Al final de la cocina, en la pared, había un pasa platos, y junto a este, una puerta de doble hoja, más allá un enorme refectorio vacío, equipado con el mismo tipo de mesas y sillas que la que había aquí. Junto a la puerta un carro en el que se apilaban bandejas vacías.

César entró y cerró la puerta.

Mi anfitrión encendió las luces.

- Toma asiento donde gustes- pasó junto a mí y siguió de largo, yo me había quedado parada en el espacio entre la mesa y unas cajas de madera apiladas contra la pared-. Debe haber sobrado algo de la cena- murmuró más para sí que para mí, mientras caminaba rumbo a la heladera-. Puedo calentártela en el microondas-. Abrió la heladera y espió dentro-. Sí, no es nada del otro mundo. Servirá para sacarnos del apuro-. Metió un brazo dentro del refrigerador-. Es pasta-. Sacó una fuente de metal, cubierta con papel film-. Es una fuente de energía instantánea; te vendrá muy bien.
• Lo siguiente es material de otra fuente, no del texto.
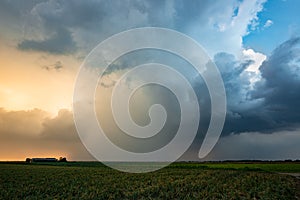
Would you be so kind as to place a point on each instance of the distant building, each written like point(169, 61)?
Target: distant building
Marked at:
point(31, 160)
point(44, 160)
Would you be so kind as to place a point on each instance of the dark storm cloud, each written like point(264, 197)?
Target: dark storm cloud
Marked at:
point(274, 101)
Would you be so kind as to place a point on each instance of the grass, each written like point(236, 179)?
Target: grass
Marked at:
point(92, 180)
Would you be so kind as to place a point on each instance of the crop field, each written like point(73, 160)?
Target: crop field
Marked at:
point(92, 180)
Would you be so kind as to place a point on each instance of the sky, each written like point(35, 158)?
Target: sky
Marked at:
point(254, 43)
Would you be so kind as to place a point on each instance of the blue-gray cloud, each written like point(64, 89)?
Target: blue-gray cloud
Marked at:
point(273, 103)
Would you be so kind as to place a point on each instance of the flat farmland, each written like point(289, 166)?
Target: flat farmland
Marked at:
point(92, 180)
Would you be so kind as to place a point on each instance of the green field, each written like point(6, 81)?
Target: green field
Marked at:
point(92, 180)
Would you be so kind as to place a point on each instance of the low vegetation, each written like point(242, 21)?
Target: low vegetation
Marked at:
point(84, 180)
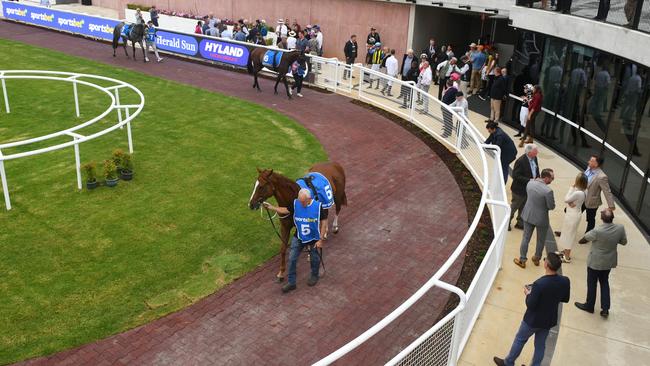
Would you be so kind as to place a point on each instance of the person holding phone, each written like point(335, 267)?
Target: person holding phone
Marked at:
point(542, 299)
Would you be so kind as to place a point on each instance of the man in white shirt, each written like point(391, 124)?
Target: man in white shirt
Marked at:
point(283, 30)
point(291, 40)
point(445, 69)
point(392, 68)
point(424, 82)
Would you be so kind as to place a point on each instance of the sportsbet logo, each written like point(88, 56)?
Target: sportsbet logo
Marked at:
point(17, 12)
point(42, 17)
point(101, 28)
point(71, 22)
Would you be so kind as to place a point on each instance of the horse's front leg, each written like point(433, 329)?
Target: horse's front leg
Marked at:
point(144, 52)
point(124, 44)
point(285, 230)
point(277, 81)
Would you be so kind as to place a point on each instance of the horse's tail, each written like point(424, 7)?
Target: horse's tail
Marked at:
point(117, 32)
point(249, 64)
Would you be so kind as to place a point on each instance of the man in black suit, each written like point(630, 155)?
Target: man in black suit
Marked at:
point(431, 51)
point(504, 142)
point(542, 300)
point(525, 169)
point(350, 50)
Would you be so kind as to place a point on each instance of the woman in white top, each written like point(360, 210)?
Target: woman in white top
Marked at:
point(573, 212)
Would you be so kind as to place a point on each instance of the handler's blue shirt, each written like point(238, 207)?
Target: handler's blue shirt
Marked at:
point(323, 189)
point(151, 35)
point(307, 220)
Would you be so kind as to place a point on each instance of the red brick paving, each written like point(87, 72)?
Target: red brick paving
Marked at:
point(396, 232)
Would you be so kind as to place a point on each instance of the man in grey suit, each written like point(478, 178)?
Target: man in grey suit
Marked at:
point(602, 258)
point(535, 215)
point(597, 182)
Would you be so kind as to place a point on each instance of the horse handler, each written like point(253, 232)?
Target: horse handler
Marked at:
point(310, 219)
point(150, 41)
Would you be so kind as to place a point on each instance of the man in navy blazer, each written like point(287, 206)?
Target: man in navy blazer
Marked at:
point(542, 300)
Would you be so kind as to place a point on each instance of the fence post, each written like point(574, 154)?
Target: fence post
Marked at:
point(5, 188)
point(77, 163)
point(4, 92)
point(117, 105)
point(76, 97)
point(128, 132)
point(336, 76)
point(414, 90)
point(456, 337)
point(361, 72)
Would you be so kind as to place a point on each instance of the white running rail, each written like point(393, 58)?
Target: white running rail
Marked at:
point(443, 343)
point(125, 114)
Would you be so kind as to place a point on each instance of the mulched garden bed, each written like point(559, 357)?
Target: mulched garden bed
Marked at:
point(483, 236)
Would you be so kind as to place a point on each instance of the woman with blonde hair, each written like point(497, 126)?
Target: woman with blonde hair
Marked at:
point(573, 212)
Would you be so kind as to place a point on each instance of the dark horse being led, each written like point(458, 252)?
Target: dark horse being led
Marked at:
point(325, 180)
point(128, 32)
point(276, 60)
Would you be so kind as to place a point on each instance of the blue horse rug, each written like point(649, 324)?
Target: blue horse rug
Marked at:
point(320, 188)
point(272, 59)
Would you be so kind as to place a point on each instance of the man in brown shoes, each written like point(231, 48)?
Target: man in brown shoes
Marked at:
point(535, 216)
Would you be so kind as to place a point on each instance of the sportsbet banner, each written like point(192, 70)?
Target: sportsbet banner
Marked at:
point(201, 47)
point(65, 21)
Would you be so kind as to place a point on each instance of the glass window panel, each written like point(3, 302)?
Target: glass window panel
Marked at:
point(614, 167)
point(633, 188)
point(641, 154)
point(644, 215)
point(600, 92)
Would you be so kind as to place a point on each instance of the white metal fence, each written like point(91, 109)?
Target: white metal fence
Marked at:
point(125, 114)
point(443, 343)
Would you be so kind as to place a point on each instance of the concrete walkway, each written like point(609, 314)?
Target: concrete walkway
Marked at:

Cerró la heladera y caminó hasta la mesada en la que se encontraba uno de los tres microondas. Dejó la fuente sobre esta y fue a buscar un plato-. Vamos, siéntate- insistió mientras tomaba un tenedor, un chuchillo y una cuchara de un cajón en el que estaban acomodados decenas de cubiertos-. No voy a pensar que eres débil simplemente por aceptar la comida que te ofrezco-. Sus labios insinuaron una sonrisa, se dio la vuelta y comenzó a servir pasta en el plato hondo que tomara del final de una inestable torre-. Es todo lo contrario, si te alimento es porque sé que eso te tranquilizará. Sé que también te hará más fuerte, pero confío que eres inteligente y centrada, y que no te lanzaras a partirme el cuello cuando tu hombro sane. Además, creo que eres una persona de honor, y como esta noche te salvamos la vida, no acabarás con la mía, no al menos hasta que te cuente todo lo que sé- ahora sonrió con ganas-. Bromeaba, no creo que vayas a matarme, sé que no eres de ese tipo de demonios.